DTA consolidated bus stops down to nine stops with two major ones being in the heart of downtown. And as Jensen says, “In retrospect, that was a mistake.
“We should have never put those directly across the street from one another because what it did, it just encouraged a lot of jaywalking as people were transferring from one route to another.
“We learned that lesson. We won’t do that again,” he adds with a laugh.
“When we started the transit centers, one of the things we were looking at was how do we get people here and what amenities do we provide,” he says. One of the amenities they wanted to provide was a daycare. “We came to an agreement with the YWCA that they would be the daycare operator in that facility,” he says.
After about four years, the YWCA had to consolidate that daycare back to the main center, as it could only operate one facility. “So we opened it up,” Jensen says. “We worked out an agreement with a private operator to open up a convenience store.” He continues, “And now we’re talking with the Duluth Police Department about opening a substation.”
The most successful hub and venture Jensen says, is at the University of Minnesota Duluth at the Kirby Center. To get this going, DTA had to assure it was going to generate ridership from the university. It looked at starting a U-pass program. Jensen says, “We certainly never coined that phrase, but we’ll steal any good idea.”
It was at this time the university was faced with the problem of having to build more parking lots to accommodate increased enrollment. “We were just very fortunate, it was perfect timing,” Jensen says. “We convinced them that if they offered a free bus pass to every student, they wouldn’t have to build new parking ramps and that’s exactly what happened.”
The service has proven so successful, it has expanded to the four other area colleges. “I would say of all the things we’ve done in the entire time I’ve been here, that has been the most successful program ever,” Jensen states.
One of the issues in the beginning was that the university ID that is used as the transit pass, it was impossible to know if a student had dropped out. “Fortunately for us we just acquired the GFI Odyssey system and so now we have programmed into our computer system; if there is an ID that is no longer an active enrollment, we get that list and we put that into our system and those IDs are rejected by the farebox.”
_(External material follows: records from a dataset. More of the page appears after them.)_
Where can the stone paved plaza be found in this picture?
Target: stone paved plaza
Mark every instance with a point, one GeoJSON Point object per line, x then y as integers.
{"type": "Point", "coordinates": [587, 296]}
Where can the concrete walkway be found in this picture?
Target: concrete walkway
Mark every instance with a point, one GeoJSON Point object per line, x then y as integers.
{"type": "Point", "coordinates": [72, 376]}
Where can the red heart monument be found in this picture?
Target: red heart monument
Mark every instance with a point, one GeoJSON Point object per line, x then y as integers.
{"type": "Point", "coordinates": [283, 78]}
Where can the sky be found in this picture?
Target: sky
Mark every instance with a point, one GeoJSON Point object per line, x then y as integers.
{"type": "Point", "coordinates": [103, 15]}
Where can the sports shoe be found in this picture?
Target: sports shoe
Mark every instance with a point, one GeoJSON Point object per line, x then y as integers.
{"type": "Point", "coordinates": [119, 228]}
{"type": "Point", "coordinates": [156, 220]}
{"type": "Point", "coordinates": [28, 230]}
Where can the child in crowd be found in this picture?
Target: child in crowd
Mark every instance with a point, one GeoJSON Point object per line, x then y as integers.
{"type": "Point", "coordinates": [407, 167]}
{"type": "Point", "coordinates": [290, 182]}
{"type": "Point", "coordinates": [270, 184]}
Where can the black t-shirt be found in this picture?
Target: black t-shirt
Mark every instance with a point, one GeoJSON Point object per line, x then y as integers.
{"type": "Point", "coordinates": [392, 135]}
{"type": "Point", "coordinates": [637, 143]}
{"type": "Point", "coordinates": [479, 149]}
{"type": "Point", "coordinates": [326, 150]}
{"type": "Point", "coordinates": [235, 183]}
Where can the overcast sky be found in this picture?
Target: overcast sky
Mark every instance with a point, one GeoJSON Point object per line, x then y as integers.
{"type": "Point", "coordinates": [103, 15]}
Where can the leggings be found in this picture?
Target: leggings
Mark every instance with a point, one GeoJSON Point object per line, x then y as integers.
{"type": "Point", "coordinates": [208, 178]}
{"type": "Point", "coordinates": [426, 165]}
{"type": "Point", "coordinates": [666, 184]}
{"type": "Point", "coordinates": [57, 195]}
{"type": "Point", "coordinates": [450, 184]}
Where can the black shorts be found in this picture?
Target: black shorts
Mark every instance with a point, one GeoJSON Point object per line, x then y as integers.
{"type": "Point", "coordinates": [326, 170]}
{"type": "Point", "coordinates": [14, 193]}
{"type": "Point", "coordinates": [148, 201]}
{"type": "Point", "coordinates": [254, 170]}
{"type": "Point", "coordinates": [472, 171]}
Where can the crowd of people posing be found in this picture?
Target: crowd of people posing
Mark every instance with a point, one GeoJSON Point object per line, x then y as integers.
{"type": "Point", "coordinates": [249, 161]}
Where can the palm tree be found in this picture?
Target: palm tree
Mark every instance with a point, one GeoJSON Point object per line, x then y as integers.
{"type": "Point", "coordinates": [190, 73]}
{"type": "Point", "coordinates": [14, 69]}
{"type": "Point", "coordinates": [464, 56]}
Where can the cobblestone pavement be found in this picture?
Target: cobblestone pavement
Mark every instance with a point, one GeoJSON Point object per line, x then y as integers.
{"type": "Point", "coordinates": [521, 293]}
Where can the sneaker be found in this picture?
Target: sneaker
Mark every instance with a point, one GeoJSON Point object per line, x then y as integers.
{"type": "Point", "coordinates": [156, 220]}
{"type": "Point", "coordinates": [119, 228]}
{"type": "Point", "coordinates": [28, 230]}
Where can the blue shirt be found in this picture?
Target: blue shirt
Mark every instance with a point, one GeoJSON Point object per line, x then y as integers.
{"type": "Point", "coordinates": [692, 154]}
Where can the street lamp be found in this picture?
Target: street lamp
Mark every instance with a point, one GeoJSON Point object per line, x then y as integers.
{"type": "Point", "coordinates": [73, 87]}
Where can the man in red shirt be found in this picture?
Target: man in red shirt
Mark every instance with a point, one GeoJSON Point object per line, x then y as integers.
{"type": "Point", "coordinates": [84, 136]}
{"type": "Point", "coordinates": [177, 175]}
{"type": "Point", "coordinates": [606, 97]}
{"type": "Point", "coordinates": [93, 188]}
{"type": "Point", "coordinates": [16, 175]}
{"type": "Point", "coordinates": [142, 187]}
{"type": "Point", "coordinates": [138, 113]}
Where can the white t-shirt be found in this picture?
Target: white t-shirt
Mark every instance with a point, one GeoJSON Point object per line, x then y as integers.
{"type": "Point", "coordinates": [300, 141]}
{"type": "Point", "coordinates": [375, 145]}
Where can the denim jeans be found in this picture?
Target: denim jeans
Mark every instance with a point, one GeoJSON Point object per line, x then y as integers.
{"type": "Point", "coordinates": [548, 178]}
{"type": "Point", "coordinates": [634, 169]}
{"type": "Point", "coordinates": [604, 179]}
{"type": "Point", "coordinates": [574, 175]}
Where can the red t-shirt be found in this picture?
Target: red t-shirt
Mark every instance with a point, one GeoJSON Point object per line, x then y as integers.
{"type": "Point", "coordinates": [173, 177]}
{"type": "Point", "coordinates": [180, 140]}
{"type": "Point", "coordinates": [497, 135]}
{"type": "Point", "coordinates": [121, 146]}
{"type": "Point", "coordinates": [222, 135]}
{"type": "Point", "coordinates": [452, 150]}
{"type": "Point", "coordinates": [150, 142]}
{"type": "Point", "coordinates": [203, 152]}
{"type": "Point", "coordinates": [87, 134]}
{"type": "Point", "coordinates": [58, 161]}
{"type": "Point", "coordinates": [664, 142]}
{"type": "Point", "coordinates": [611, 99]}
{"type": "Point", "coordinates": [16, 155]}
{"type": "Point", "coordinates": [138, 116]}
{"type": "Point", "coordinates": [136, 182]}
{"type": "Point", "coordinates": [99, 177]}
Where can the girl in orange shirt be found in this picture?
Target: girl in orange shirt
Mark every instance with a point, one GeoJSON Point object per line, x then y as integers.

After the pass program, DTA moved into constructing the transit center at the student center. About this time there was a lot of talk across the country about the Welfare to Work program. There were three obstacles in getting people into the workforce: transportation, accessible daycare and education.
The university put in a daycare adjacent to the transit center. The partnership between the university and DTA created the perfect mix. “Here we had a university, we were putting in a daycare center and we had transportation service,” Jensen states.
Ahead of its Time
It was a bit of persuasion from the Minnesota DOT that DTA got swept into the amount of technology it has. The Minnesota DOT was initiating Transportation Operating Control Centers (TOCC) around the state.
“We needed to replace our radio system at that time,” he says. “We were convinced, we weren’t convinced, we were persuaded, let me put it that way,” he says laughing, “that we should take the next step and that we should be looking at AVL, automatic vehicle locators, and some of the other technology that was just coming in to being under the ITS acronym.”
For passengers waiting outside in the middle of Duluth-stricken winters, knowing exactly when the next bus is coming is important. Jensen explains, “When people call in and say, ‘well, I’ve been standing out here on the corner for 20 minutes, where’s the bus?’ Now we can look on the computer screen and tell them exactly where it is.
“Better yet, if they’re standing at a downtown transit station, there’s a sign that will tell them approximately how long it will be before the next bus comes.”